Majalahaula.id – Musyawarah Nasional (Munas) Alim Ulama dan Konferensi Besar (Konbes) Nahdlatul Ulama (NU) akan membahas aturan turunan dari Undang-Undang (UU) Nomor 18 Tahun 2019 tentang Pesantren dan kebijakan pemerintah soal lima hari sekolah (five day school).
Isu tersebut akan secara serius dibahas dalam Komisi Bahtsul Masail Qanuniyah Munas Alim Ulama pada 18-20 September 2023 mendatang.

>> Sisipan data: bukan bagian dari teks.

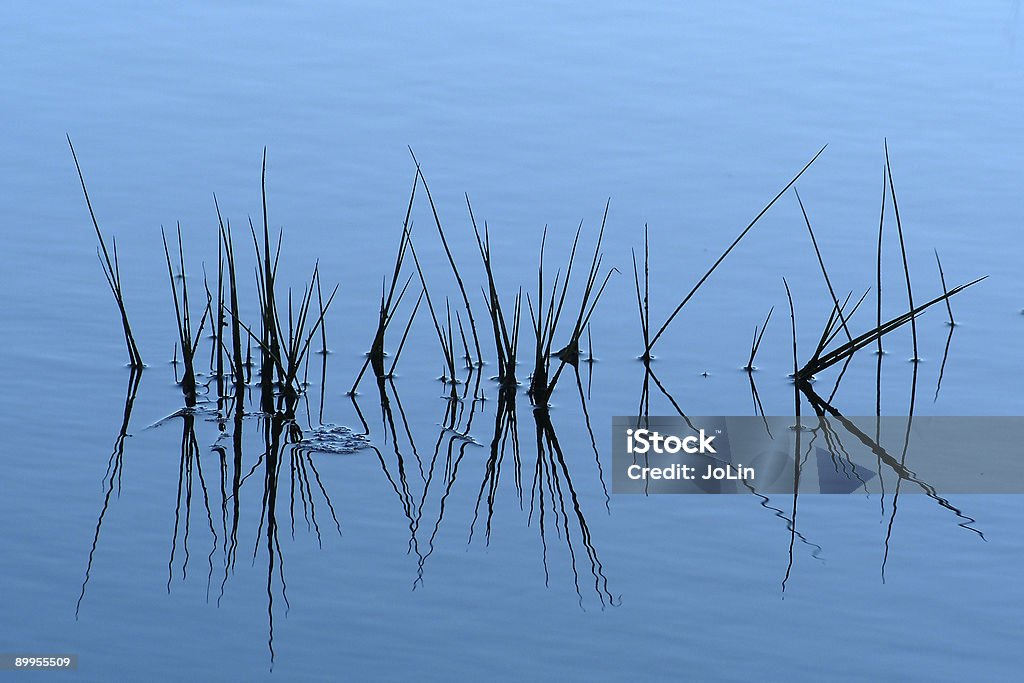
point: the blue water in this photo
(690, 119)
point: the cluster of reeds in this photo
(825, 355)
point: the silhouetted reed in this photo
(545, 323)
(506, 342)
(391, 297)
(111, 270)
(186, 339)
(452, 262)
(686, 299)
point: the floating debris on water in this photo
(333, 438)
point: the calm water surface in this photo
(690, 119)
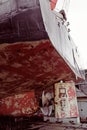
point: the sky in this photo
(77, 17)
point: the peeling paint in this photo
(22, 104)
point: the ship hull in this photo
(36, 49)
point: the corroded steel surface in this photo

Terkait UU Pesantren, Sekretaris Komisi Bahtsul Masail Qanuniyah KH Mahbub Maafi menjelaskan bahwa pesantren memiliki tiga fungsi; yakni sebagai lembaga pendidikan, lembaga dakwah, dan lembaga pemberdayaan masyarakat. “Yang soal pendidikan sudah clear, munculnya majelis masyayikh yang bikin standarisasi pendidikan pesantren.
Artinya, pendidikan (sebagai salah satu fungsi pesantren) sudah jalan,” ucap Kiai Mahbub dalam agenda Pra-Munas dan Konbes NU di Hotel Acacia Jakarta, pada Selasa (12/9/2023).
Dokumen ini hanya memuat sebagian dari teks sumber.